Burmese travel blogger

May Zune Win (မေဇွန်ဝင်း; born 21 June 1983), is a Burmese travel blogger operating in Myanmar. She won the 2017 "Myanmar Influencer Award" for travel, and featured on The Myanmar Times "Top 10 Travel Bloggers" list in 2018, and the overall "Top 10 Bloggers" list in 2019.

==Early life and education ==
May Zune Win was born on 21 June 1983 in Pyinmana, Myanmar. She is the youngest child among four siblings, having an older sister and two older brothers. She graduated high school from Basic Education High School No. 2 Tamwe. She enrolled at the Dagon University and graduated with a Bachelor of Arts in English in 2016.

==Career==
Starting in 2015, Zune Win was one of Myanmar's first travel bloggers, and has promoted Myanmar internationally as a destination, even during the military rule. She travelled around the globe and has shared her experiences on her Facebook blog I Love Travelling. She has travelled to 50 countries and wrote extensively about her experience as a tourist in each of them.

In 2017, she won the "Myanmar Travel Influencer Award", and was listed in the country's "Top 10 Bloggers" list of 2019 by The Myanmar Times.

In February 2018, she organised Myanmar's first "ASEAN Travel Media & Bloggers Trip" (FAM), a weeklong tour of Myanmar for travel journalists and bloggers based in the region, as part of efforts to repair the country's tarnished image abroad. She participated in the B2B literary talk made a discussion titled 'How do we try to be powerful and influential?' on 23 June 2019.

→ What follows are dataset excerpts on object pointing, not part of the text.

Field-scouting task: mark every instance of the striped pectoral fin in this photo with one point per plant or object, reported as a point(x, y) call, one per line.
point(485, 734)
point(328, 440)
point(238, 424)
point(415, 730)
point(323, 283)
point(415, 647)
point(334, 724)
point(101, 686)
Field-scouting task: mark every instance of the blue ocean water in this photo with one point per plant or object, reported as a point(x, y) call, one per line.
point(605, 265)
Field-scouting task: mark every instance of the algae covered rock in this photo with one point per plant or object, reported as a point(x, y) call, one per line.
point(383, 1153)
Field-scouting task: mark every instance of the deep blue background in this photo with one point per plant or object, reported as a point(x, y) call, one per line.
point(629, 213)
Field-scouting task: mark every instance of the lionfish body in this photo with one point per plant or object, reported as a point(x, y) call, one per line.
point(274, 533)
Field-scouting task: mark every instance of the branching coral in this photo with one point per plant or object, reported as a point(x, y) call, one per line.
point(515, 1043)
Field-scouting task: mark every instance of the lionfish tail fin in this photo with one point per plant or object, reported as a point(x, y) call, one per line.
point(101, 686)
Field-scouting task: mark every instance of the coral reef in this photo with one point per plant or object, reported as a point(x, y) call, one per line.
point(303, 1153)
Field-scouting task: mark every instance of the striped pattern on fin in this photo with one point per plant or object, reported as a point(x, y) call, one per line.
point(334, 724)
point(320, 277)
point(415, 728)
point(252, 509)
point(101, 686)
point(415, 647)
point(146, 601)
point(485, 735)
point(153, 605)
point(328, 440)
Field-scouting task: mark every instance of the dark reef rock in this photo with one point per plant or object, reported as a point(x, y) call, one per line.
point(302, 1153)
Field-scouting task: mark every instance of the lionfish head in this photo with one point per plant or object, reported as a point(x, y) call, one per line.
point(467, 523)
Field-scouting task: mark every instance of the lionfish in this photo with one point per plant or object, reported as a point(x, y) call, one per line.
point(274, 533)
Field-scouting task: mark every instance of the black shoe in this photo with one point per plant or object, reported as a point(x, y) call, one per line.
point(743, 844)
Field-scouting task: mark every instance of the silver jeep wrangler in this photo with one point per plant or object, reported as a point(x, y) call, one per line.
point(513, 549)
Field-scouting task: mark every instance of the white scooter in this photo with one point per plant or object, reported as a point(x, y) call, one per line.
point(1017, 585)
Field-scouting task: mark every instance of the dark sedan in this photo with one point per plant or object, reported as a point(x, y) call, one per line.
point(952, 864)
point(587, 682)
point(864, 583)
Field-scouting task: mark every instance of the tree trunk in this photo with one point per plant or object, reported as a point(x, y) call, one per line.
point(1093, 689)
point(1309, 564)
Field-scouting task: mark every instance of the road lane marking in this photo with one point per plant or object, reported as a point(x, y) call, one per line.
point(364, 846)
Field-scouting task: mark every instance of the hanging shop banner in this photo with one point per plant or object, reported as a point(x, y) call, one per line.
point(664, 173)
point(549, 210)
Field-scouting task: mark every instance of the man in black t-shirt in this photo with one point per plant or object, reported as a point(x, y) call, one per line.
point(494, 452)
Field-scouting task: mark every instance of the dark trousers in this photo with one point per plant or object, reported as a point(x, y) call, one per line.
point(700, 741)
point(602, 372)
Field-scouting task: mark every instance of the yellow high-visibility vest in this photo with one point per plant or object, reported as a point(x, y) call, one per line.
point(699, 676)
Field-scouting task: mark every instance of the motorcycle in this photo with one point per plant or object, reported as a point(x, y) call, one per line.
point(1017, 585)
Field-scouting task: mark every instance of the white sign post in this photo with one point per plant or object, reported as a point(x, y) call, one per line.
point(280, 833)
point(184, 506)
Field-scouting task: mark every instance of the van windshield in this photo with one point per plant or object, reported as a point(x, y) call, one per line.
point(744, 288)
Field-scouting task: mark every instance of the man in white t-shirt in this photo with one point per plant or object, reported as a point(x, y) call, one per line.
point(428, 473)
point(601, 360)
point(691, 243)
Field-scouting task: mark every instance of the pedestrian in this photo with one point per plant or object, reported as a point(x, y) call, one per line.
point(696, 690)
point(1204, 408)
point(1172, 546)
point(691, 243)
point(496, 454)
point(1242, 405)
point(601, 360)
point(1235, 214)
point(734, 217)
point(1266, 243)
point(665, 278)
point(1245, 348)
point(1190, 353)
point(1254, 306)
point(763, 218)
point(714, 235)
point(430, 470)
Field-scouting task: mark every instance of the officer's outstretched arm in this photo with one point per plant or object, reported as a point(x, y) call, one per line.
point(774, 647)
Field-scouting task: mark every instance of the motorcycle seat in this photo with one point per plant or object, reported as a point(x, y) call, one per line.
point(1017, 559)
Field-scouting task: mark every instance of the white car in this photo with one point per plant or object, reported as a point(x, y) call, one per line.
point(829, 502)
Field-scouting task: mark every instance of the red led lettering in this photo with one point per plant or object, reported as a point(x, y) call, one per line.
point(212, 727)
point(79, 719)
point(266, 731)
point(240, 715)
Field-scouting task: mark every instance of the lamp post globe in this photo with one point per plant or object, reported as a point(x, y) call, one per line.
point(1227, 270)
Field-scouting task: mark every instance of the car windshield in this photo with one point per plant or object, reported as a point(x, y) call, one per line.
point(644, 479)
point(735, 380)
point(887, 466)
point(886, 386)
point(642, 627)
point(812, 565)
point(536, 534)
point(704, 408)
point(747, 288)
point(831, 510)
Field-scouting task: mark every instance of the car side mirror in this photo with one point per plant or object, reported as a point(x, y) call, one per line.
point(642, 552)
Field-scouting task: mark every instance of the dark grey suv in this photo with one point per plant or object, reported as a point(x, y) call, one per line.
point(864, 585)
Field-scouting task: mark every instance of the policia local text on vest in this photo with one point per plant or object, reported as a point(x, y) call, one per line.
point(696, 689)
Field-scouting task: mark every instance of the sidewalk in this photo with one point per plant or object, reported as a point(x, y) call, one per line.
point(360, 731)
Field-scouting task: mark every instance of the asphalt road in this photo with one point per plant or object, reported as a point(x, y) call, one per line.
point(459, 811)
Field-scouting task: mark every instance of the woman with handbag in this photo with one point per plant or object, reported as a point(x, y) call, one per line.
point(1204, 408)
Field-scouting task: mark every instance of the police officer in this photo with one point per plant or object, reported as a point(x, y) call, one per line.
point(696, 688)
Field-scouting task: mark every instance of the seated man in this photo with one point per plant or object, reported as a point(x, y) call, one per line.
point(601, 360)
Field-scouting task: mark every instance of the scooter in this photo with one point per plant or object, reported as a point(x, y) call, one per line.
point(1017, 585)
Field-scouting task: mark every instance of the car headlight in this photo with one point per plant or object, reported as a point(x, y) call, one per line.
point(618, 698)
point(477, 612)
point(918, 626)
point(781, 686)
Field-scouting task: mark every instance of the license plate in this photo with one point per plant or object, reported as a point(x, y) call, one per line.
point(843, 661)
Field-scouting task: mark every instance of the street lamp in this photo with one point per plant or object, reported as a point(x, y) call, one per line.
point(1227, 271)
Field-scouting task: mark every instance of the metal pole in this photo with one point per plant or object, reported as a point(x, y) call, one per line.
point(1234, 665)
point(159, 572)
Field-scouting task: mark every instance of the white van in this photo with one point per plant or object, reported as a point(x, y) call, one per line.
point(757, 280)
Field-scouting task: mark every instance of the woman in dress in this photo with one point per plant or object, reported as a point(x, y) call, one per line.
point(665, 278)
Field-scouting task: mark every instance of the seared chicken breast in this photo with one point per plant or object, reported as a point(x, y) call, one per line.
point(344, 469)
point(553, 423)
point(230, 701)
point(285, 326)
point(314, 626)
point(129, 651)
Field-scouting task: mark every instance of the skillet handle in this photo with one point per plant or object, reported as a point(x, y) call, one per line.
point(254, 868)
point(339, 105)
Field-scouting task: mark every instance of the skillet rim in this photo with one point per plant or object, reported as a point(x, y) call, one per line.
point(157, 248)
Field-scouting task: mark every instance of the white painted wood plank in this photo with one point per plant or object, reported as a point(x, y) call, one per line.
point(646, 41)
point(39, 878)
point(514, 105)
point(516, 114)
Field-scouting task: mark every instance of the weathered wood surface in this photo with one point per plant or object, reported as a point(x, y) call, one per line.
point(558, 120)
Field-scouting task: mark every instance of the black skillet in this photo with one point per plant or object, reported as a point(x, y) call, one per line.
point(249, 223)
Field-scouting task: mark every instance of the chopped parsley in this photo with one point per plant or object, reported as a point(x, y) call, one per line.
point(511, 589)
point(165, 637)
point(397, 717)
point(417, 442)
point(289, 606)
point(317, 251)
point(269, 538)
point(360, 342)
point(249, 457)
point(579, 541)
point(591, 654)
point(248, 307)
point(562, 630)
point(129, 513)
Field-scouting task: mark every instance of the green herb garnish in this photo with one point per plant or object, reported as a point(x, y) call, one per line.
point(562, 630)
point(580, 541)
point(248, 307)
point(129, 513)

Zune Win is the managing director and owner of Eastward Travel Tours (or ET Tours).

==Political activities==
Following the 2021 Myanmar coup d'état, May Zune Win was active in the anti-coup movement both in person at rallies and through social media. Denouncing the military coup, she has taken part in protests since February. She joined the "We Want Justice" three-finger salute movement. The movement was launched on social media, and many celebrities have joined the movement. On 2 April 2021, warrants for her arrest were issued under section 505 (a) of the Myanmar Penal Code by the State Administration Council for speaking out against the military coup. Along with several other celebrities, she was charged with calling for participation in the Civil Disobedience Movement (CDM) and damaging the state's ability to govern, with supporting the Committee Representing Pyidaungsu Hluttaw, and with generally inciting the people to disturb the peace and stability of the nation.

She eventually fled to the United States as a political refugee. On 17 February 2022, her homes and business property were confiscated by the military council.